As gerações anteriores enfrentaram crises existenciais profundas, guerras, totalitarismos, o absurdo da condição humana. Albert Camus, o filósofo do absurdo, falava da necessidade de encontrar sentido num mundo que não o oferece. Viktor Frankl, psiquiatra e sobrevivente de Auschwitz, descobriu que mesmo nos campos de concentração era possível preservar um núcleo irredutível de humanidade. Mas em ambos os casos, havia sempre alguém lá dentro, um “eu” inteiro, a enfrentar a crise.  E se essa pessoa já não existir? Como encontrar sentido quando somos fantasmas de nós próprios? Para que serve uma vida perfeitamente documentada mas não vivida?

Mas o pior não é o que fingimos ser, é o que deixámos de conseguir sentir. Já não temos tempo para a dúvida, para a hesitação, para o erro. Vivemos em modo optimizado, sem espaço para a vulnerabilidade que nos faz reais, e tornamo-nos, assim, eficientes mas vazios, conectados mas sós.

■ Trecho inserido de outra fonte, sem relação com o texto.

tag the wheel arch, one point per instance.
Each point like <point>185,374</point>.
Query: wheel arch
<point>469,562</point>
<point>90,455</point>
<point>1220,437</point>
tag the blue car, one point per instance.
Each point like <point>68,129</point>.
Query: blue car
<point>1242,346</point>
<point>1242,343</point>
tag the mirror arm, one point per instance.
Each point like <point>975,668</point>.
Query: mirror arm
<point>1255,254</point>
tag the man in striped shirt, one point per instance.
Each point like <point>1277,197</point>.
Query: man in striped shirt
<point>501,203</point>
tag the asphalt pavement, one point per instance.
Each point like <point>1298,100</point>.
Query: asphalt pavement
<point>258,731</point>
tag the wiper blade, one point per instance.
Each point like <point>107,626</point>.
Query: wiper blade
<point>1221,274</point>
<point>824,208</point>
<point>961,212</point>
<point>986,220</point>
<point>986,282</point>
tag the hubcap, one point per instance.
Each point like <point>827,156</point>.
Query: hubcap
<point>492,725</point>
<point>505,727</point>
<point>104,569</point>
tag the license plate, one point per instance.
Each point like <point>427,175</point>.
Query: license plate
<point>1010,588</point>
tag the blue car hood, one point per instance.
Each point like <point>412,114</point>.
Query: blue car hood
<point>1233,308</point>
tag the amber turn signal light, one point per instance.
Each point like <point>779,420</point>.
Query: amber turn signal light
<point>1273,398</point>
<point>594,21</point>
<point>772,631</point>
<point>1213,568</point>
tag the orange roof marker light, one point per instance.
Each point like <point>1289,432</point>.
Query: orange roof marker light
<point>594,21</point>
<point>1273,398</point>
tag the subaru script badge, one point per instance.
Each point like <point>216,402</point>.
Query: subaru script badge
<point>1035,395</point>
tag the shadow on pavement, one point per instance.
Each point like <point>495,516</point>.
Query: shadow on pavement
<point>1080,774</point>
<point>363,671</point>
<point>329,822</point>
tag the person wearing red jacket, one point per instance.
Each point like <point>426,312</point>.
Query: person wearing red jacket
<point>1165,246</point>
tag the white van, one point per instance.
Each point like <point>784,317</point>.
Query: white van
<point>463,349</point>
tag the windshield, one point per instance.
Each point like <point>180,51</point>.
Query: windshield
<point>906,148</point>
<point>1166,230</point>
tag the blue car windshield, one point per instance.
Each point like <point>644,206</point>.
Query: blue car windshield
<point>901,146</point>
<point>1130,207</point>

E neste ruído permanente, vamos morrendo devagar, like após like, swipe após swipe, versão após versão.

Não podemos voltar atrás, nem devemos. A evolução digital é irreversível, e seria ingénuo romantizar um passado que também fragmentava, só que de forma diferente. A questão não é rejeitar a tecnologia, mas recusar que ela nos rejeite a nós. Podemos aprender a diferença entre usar a rede e ser usados por ela. Entre estar conectados e estar ligados. Entre sermos encontrados online e encontrarmo-nos a nós próprios. O risco não está em nos tornarmos máquinas, está em nos tornarmos humanos perfeitamente optimizados mas completamente vazios. Se não distinguirmos entre os momentos em que escolhemos ser múltiplos e aqueles em que precisamos de ser inteiros, corremos o risco de ficar perfeitamente visíveis, completamente rastreáveis e eternamente ausentes.

O céu pode esperar, mas conseguiremos esperar por nós? Parar para sermos verdadeiros, sem máscaras, diante de alguém? A eternidade talvez não esteja no futuro, mas no instante em que alguém nos vê sem scroll. Quando ouvimos sem preparar a resposta, quando o toque é real e o silêncio basta. Se ainda conseguirmos isso, nem que seja uma vez, o céu já cá está e, tal como Joe, podemos teimar em sermos nós próprios, inteiros, até ao fim!